Q: What do submitters most often get wrong about your submissions process?
A: They try to offer too many words/pages--stick to the 5,000 word count limit, please.
A: So far, not much? We have a tip jar optional submission window in June and July. Pretty simple. Folks tend to send us a note through our website contact form if they have questions.
A: Sending an incomplete manuscript. We need the whole thing, and we will most likely not be reaching out to you if we do not have it. If you are writing an illustrated children's book or a comic book, we would like to see the illustrations; that is a majority of the work.
A: Not reading M58 before submitting and sending material that won’t be a good fit.
A: I don't think there is one consistent thing people do wrong here. I think that many folks would benefit from reading a recent winner or two, maybe googling a few of our finalists and their work.

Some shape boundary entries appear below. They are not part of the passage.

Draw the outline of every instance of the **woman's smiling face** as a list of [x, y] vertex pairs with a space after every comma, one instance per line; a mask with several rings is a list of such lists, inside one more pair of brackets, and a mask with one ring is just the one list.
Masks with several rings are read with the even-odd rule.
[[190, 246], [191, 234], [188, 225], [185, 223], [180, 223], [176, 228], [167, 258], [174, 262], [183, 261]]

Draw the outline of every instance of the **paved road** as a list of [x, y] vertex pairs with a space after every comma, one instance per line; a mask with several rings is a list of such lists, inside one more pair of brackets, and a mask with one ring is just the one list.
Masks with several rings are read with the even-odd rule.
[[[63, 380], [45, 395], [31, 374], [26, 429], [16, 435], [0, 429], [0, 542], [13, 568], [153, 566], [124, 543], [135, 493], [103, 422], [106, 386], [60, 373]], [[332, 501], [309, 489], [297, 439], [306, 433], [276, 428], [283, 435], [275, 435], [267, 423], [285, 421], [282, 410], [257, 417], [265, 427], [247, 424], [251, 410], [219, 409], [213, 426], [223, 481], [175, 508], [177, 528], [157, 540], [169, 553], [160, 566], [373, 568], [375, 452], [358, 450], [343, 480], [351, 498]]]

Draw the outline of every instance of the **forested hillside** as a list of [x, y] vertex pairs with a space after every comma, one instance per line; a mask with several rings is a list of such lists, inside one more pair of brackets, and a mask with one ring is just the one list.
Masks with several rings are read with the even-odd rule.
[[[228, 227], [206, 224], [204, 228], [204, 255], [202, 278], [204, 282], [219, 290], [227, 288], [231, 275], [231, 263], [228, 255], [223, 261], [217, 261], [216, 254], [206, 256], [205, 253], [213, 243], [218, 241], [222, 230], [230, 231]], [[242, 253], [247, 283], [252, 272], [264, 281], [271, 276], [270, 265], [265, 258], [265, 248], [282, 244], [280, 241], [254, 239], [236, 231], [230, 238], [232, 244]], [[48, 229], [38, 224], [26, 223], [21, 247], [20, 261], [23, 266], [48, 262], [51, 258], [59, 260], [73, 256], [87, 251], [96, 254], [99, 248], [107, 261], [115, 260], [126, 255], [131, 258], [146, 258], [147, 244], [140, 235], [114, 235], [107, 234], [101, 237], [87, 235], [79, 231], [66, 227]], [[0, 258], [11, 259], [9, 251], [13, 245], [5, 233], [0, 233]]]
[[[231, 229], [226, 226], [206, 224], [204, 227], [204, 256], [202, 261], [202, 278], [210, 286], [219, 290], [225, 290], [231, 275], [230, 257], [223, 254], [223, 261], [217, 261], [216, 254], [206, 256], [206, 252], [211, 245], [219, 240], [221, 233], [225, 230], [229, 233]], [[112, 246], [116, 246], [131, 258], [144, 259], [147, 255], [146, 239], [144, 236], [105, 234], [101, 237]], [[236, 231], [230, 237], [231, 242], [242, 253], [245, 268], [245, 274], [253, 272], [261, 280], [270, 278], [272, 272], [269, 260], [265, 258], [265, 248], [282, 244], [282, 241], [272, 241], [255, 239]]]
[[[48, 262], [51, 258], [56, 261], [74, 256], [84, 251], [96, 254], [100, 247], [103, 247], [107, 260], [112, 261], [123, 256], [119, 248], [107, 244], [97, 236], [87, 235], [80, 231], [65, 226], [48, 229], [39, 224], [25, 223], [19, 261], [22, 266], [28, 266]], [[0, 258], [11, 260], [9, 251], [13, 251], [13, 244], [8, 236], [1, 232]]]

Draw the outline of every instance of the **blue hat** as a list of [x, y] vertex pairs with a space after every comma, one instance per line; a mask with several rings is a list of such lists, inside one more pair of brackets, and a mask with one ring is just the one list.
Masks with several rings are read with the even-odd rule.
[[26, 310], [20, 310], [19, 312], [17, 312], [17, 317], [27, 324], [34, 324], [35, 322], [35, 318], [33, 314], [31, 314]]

A: We only publish through the Gatewood Prize, which is always open during the first three or four months of the year.
A: Not taking their name out of their submission file. We like to read all submissions anonymously but a good percentage of submitters still include their names within their story or poem file. We prefer not to see identifying information about the submitter until after we've made our decision based solely on the work itself.
A: In the Literary segment, submitters sometimes do not adhere to the word count mandated in our guidelines. In the Visual Art segment, submitters often send just a couple of visual art images. We need 6-8 artworks/photographs/graphic designs for the Visual art segment.
A: Most people get it right, but sometimes we get submissions that are just about literature and have nothing to do with anthropology, or very conventional articles that would be better suited to a more traditional anthropology journal.
A: They don't read the submission guidelines.
A: Not submitting work as a separate attachment
A: We don't consider .pdfs because of some formatting mishaps we've had in the past. Nevertheless, we get a lot of .pdfs.